By Marion Smith, AIA, LEED AP, Engine House No. 1
and USGBC-Missouri Gateway Chapter Founder
As we celebrate the 20-year anniversary of our local USGBC Chapter this year, it has been a good reminder to reflect on what the green building movement looked like at the founding. Before our U.S. Green Building Council St. Louis Regional Chapter (now USGBC-Missouri Gateway), those of us interested in sustainable design and construction were groping and doing it clandestinely when owners weren’t on board –especially if it had little or no financial impact. Many others were interested but didn’t know how to begin.
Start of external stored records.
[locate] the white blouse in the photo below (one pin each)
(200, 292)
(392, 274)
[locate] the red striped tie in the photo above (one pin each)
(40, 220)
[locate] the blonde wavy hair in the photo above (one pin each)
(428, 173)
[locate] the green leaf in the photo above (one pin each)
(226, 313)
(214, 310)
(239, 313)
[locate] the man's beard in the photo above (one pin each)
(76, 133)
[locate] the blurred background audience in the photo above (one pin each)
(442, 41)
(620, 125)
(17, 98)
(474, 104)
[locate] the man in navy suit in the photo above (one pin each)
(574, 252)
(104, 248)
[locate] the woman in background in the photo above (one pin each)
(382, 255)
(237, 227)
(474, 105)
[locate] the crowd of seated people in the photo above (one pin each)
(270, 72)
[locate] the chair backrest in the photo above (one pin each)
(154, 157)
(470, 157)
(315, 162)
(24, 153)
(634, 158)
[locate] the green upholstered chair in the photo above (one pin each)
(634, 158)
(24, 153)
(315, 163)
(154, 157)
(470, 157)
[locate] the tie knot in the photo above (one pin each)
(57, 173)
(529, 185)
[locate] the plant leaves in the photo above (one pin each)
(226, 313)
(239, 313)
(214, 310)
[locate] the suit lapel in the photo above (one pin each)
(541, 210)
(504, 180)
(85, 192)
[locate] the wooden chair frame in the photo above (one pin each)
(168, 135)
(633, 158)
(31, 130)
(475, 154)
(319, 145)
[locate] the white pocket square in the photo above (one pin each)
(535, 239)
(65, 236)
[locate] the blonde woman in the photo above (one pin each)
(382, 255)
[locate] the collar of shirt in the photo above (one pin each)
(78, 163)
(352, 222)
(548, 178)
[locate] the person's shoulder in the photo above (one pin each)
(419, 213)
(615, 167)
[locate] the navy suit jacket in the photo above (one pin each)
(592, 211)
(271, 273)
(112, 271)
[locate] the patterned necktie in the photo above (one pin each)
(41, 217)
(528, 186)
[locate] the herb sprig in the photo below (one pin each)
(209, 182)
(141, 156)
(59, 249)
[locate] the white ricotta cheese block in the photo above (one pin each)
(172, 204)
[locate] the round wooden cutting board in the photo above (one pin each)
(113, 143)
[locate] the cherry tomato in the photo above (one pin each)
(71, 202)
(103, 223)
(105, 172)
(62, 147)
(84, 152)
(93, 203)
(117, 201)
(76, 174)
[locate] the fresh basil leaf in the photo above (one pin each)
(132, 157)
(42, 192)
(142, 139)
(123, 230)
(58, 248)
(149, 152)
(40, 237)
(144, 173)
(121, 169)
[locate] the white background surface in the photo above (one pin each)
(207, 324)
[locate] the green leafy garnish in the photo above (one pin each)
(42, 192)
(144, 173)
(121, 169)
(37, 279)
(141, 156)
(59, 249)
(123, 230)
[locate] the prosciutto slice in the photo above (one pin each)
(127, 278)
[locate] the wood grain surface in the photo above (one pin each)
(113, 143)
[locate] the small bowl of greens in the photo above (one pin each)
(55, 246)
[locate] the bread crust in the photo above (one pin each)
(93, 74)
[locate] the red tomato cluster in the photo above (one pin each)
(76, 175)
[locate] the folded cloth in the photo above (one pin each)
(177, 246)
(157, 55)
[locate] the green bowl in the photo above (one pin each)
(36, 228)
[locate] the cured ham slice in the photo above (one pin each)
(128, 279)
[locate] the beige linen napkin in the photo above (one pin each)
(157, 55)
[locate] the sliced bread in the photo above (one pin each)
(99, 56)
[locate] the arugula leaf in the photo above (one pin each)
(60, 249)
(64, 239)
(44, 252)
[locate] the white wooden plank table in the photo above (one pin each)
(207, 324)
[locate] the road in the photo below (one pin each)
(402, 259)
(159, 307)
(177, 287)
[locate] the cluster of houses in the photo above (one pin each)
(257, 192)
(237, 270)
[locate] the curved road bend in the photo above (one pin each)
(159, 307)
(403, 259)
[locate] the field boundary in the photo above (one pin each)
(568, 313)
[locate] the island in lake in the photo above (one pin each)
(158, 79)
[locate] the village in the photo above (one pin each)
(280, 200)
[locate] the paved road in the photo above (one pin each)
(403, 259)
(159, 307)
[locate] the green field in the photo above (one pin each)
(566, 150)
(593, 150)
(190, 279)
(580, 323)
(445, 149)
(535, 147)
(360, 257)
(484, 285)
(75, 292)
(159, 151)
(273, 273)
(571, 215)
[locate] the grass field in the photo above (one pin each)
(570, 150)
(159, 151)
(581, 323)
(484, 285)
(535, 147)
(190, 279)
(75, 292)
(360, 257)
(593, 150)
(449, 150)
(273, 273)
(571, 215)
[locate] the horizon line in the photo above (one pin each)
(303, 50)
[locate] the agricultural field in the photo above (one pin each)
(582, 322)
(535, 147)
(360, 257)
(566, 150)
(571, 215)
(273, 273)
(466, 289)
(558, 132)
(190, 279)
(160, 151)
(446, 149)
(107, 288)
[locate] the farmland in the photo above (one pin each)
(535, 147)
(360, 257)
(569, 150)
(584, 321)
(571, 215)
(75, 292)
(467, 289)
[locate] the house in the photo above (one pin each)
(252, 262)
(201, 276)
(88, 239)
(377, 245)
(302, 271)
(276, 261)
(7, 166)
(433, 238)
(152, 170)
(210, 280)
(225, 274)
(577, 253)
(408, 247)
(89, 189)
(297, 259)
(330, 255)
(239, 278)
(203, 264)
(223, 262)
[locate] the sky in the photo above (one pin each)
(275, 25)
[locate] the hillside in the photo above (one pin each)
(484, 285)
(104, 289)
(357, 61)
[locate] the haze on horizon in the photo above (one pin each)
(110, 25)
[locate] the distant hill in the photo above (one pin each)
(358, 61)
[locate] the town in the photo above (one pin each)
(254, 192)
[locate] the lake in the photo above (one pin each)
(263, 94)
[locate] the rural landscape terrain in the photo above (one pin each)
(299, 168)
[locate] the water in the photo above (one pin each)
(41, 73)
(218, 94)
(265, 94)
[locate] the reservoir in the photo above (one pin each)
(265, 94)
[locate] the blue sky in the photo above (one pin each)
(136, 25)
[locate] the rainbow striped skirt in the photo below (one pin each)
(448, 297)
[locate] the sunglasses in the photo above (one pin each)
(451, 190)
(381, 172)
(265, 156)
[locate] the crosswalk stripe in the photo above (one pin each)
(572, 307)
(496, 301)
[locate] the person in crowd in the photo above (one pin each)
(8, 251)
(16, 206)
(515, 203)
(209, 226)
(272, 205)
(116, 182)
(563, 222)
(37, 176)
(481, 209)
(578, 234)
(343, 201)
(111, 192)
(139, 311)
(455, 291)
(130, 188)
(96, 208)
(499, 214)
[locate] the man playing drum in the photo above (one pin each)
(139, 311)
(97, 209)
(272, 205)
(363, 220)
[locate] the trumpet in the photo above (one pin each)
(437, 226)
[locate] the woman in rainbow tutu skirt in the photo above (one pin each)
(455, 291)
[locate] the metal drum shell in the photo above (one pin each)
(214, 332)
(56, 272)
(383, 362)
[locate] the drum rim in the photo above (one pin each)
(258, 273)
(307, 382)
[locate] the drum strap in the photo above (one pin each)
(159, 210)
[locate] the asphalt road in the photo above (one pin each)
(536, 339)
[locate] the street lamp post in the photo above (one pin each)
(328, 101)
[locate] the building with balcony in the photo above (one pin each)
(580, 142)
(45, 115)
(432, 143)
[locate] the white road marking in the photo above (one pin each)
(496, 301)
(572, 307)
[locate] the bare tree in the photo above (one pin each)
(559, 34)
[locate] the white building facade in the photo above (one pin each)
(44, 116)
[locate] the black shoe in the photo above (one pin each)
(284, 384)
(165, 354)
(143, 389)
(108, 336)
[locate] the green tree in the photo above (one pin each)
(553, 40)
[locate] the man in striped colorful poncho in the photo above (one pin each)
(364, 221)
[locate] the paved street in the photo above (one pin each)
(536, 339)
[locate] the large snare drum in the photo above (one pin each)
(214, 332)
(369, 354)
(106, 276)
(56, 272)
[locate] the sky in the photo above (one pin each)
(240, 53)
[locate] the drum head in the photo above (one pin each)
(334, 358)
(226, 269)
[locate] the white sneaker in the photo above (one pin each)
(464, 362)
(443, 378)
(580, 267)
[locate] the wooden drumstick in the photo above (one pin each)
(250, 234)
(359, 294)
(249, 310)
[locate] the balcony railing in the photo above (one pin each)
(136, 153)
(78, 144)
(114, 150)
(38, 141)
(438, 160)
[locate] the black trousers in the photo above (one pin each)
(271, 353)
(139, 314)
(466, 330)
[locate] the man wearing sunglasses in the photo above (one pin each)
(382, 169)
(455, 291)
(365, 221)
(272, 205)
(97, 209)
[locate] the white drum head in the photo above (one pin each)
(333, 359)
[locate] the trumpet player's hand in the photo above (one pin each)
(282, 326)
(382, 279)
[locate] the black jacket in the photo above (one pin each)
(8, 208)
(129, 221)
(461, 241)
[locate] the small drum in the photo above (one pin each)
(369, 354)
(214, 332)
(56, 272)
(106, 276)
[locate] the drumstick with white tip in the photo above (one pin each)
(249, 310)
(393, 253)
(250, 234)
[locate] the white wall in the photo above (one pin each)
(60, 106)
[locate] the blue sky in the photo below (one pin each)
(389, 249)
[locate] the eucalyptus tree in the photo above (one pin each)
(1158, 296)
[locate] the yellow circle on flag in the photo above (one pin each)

The co-chairs of the American Institute of Architects (AIA) St Louis environmental committee (John Hoag, Greg Polanik, Tom Tyler and myself) wanted to expand participation to include the entire design/construction industry but found it difficult to get other disciplines to join us. I was fortunate to work on one of two sustainable projects at Christner, Inc. with Croxton Collaborative Architects, who had designed the National Audubon Society’s headquarters. In some ways, we were way ahead of the industry, looking at the sources of power and its effect on the environment, recommending a gas condensing unit for the Illinois project because of the high sulfur coal used by the Illinois electric utility for generation versus an electric unit for the Missouri project where the utility used a harder, cleaner burning coal from Colorado.
During this time, our USGBC-Missouri Gateway Chapter was a game changer! It convened membership from a diverse array of design and construction disciplines and offered a checklist to those who didn’t know where to start. It gave sustainable design a much higher profile, which also attracted owners. Although sustainable design is a very holistic concept, USGBC’s LEED Green Building Rating System provided steps to evaluate strategies for incorporating sustainable practices into design and construction. At first it was a single bean counting approach to sustainable design. For example, I remember people putting in bike racks in places where no one would ride a bike to get a LEED point. And I felt that there wasn’t enough recognition of the embodied energy in reusing an existing building with existing infrastructure.
From a one-size-fits-all beginning, USGBC has furthered its mission to guide design and construction to protect safety, health and sustainability in the design and construction industry. The point structure was revised to place more weight on credits that have greater positive impact on climate and health. Different strategies for different applications were developed. While it began with one rating system LEED Building Design and Construction (BD+C) for new buildings and existing buildings undergoing major renovations, the suite of rating systems expanded to include Interior Design and Construction (ID+C), Existing Building Operations & Maintenance (O+M) which focuses on the sustainable practices employed during the ongoing use of the building, Neighborhood Development (ND), Homes, and Cities & Communities. And the new LEED Zero program certainly is holistic, not prescriptive. For as many buildings that are LEED certified, there are many more that are designed and constructed using those standards without being formally certified so the impact is even greater than recorded. Has USGBC, LEED, and our local USGBC-Missouri Gateway evolved over these 20 years? Absolutely! Will it continue to evolve? Most certainly! We still have a long way to go – and we hope you’ll join us in our work to make every building a green building.